Acute and Long-Term Effects of Brief Sevoflurane Anesthesia During the Early Postnatal Period in Rats

The possibility that exposure to general anesthetics during early life results in long-term impairment of neural function attracted considerable interest over the past decade. Extensive laboratory data suggest that administration of these drugs during critical stages of central nervous system development can lead to cell death, impaired neurogenesis, and synaptic growth as well as cognitive deficits. These observations are corroborated by several recent human epidemiological studies arguing that such cognitive impairment might also occur in humans. Despite the potential public health importance of this issue, several important questions remain open. Amongst them, how the duration of anesthesia exposure impact on outcome is as yet not fully elucidated. To gain insight into this question, here we focused on the short- and long-term impact of a 30-min-long exposure to clinically relevant concentrations of sevoflurane in rat pups at 2 functionally distinct stages of the brain growth spurt. We show that this treatment paradigm induced developmental stage-dependent and brain region-specific acute but not lasting changes in dendritic spine densities. Electrophysiological recordings in hippocampal brain slices from adult animals exposed to anesthesia in the early postnatal period revealed larger paired-pulse facilitation but no changes in the long-term potentiation paradigm when compared with nonanesthetized controls. 5-bromo-2-deoxyuridine pulse and pulse-chase experiments demonstrated that neither proliferation nor differentiation and survival of hippocampal progenitors were affected by sevoflurane exposure.
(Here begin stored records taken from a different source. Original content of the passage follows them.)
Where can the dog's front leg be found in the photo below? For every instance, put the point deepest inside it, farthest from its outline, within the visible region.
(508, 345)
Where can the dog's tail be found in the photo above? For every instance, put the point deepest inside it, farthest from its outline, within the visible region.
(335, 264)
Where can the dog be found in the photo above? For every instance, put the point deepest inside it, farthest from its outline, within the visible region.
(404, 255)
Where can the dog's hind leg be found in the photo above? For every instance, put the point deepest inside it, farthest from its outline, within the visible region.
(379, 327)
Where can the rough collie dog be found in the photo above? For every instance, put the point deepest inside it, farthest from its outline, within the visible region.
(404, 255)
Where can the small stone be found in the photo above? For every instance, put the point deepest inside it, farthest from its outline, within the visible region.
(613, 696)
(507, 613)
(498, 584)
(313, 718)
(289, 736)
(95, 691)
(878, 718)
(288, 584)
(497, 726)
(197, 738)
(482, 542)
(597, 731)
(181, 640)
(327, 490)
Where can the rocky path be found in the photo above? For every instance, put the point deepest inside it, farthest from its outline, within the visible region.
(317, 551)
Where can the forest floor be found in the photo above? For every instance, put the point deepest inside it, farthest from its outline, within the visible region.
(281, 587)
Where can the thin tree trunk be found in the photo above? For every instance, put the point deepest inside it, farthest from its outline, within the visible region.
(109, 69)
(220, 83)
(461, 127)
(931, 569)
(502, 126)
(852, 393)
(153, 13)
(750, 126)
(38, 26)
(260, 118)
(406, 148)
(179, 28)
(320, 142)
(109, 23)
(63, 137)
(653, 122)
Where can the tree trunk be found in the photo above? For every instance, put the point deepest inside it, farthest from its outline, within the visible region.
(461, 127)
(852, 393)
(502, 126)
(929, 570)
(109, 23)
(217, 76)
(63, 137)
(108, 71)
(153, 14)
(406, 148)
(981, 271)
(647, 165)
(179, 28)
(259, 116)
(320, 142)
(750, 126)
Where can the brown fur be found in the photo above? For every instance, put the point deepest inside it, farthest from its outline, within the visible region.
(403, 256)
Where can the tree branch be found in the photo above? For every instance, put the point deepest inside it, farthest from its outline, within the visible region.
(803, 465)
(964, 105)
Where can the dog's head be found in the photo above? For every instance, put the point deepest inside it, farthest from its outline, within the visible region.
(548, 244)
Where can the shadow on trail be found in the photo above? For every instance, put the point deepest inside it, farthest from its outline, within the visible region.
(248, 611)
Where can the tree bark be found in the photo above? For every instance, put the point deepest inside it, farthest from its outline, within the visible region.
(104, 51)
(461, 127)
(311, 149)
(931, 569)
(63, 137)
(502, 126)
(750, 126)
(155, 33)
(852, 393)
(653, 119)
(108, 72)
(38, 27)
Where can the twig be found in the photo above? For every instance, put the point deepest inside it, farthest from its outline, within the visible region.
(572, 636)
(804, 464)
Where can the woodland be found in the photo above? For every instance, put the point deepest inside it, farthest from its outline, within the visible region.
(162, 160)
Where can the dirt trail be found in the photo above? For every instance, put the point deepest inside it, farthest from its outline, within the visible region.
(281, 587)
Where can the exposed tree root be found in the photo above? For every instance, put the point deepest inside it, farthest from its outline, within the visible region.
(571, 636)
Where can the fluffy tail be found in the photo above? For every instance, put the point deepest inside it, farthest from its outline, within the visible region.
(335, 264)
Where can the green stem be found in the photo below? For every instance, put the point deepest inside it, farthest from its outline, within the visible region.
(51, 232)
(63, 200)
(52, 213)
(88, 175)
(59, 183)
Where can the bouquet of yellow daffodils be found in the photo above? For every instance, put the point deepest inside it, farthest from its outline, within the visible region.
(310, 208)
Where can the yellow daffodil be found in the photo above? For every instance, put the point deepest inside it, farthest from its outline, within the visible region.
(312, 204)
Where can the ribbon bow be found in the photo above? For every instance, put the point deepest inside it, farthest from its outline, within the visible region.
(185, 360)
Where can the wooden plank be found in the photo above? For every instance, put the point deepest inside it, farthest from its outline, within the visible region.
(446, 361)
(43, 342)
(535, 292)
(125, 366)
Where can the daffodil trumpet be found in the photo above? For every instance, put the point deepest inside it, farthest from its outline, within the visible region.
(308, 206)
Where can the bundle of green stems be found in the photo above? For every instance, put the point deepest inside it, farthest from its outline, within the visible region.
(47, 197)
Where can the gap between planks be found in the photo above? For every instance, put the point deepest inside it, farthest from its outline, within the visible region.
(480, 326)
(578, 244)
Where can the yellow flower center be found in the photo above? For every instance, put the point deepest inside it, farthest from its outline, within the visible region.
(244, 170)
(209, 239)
In addition, behavioral testing of short- and long-term memory showed no differences between control and sevoflurane-exposed animals. Overall, these results suggest that brief sevoflurane exposure during critical periods of early postnatal development, although it does not seem to exert major long-term effects on brain circuitry development, can induce subtle changes in synaptic plasticity and spine density of which the physiological significance remains to be determined.